The Consulate of Mexico in Boise works alongside the Hispanic community in the Treasure Valley. As part of that work, Higuera and the consulate have been able to see the need for more COVID-19 vaccine efforts for the people they serve.
“We know how our Mexican nationals are, they're work-oriented," Alcazar said. "I don’t want to say that they’d much rather be working, but they’re working. The second challenge would be commuting. They're usually working outside the cities or locations where vaccines are."

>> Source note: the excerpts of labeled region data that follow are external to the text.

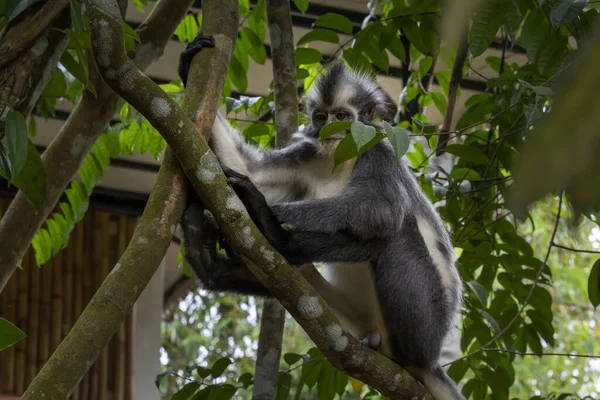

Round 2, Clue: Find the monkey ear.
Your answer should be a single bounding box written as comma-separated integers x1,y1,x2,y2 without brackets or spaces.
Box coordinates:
363,104,376,121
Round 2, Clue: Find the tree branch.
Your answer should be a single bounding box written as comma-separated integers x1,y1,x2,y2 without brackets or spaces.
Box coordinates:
85,0,426,399
0,0,193,292
252,0,298,400
0,0,69,68
0,9,70,116
435,25,469,157
22,151,186,400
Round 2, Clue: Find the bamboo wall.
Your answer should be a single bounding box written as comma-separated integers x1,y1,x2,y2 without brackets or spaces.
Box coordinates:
0,197,137,400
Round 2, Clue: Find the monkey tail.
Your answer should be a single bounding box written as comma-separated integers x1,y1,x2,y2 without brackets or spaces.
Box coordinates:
407,365,466,400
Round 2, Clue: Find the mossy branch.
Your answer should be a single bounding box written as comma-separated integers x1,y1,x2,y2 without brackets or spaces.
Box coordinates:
0,0,193,292
85,0,432,399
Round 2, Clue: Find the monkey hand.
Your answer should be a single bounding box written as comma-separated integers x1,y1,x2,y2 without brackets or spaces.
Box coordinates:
179,32,215,87
222,165,288,252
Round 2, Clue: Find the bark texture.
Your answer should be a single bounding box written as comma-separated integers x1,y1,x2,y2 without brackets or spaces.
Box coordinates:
85,0,434,400
0,0,193,291
0,0,69,68
23,0,237,394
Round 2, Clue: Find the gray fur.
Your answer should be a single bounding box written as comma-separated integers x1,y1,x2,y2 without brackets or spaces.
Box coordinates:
184,60,463,400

The Hispanic population isn’t the only group having difficulties making time or getting access to the vaccine. Medical providers in the Treasure Valley note senior housing services, homeless shelters, other communities of color around the state and other groups also have limited access to the vaccine.
"We’re finding that our clinics are still being used but we’re learning about pockets of people who may be reluctant to make an appointment or maybe it's difficult," said Scott Milner, the senior director of pharmacy at St. Luke's Health System.
Data from the Idaho Department of Health and Welfare, the number of vaccines administered in the state has dropped each of the last three weeks. About 95,000 vaccines were administered in Idaho the week of Apr. 4. Each week since the number of doses has decreased by at least 10,000. Last week, IDHW reports only 51,000 doses were administered to Idahoans.
“I think we got in the last few months people who really wanted it, for the most part, have taken their chance," Milner said.“I think there is a part of the public that are looking at this and wondering does it have enough validity basis that it is safe and effective.”
Medical groups are creating resources that will focus efforts on reaching and making it more convenient for those whose access to the vaccine is limited.
Providers like St. Alphonsus Health and St. Luke’s Health have launched mobile vaccine units to travel around the state and provide more accessible vaccine sites. St. Luke's mobile units can also be reserved by businesses and organizations to host vaccination events.
"We hope people realize these are working," said Milner.
The Consulate of Mexico believes the travel to different locations, whether it’s to a rural part of the state or just to a business's parking lot, is the next best step in the vaccine effort. With the help from the St. Luke's, the Consulate is hosting a vaccine event outside their building from 8 a.m. to 12 p.m. and 1 pm.. to 5 p.m. on Tuesday.
“People can come in and get their documents and get vaccinated at the same time," Alcazar said.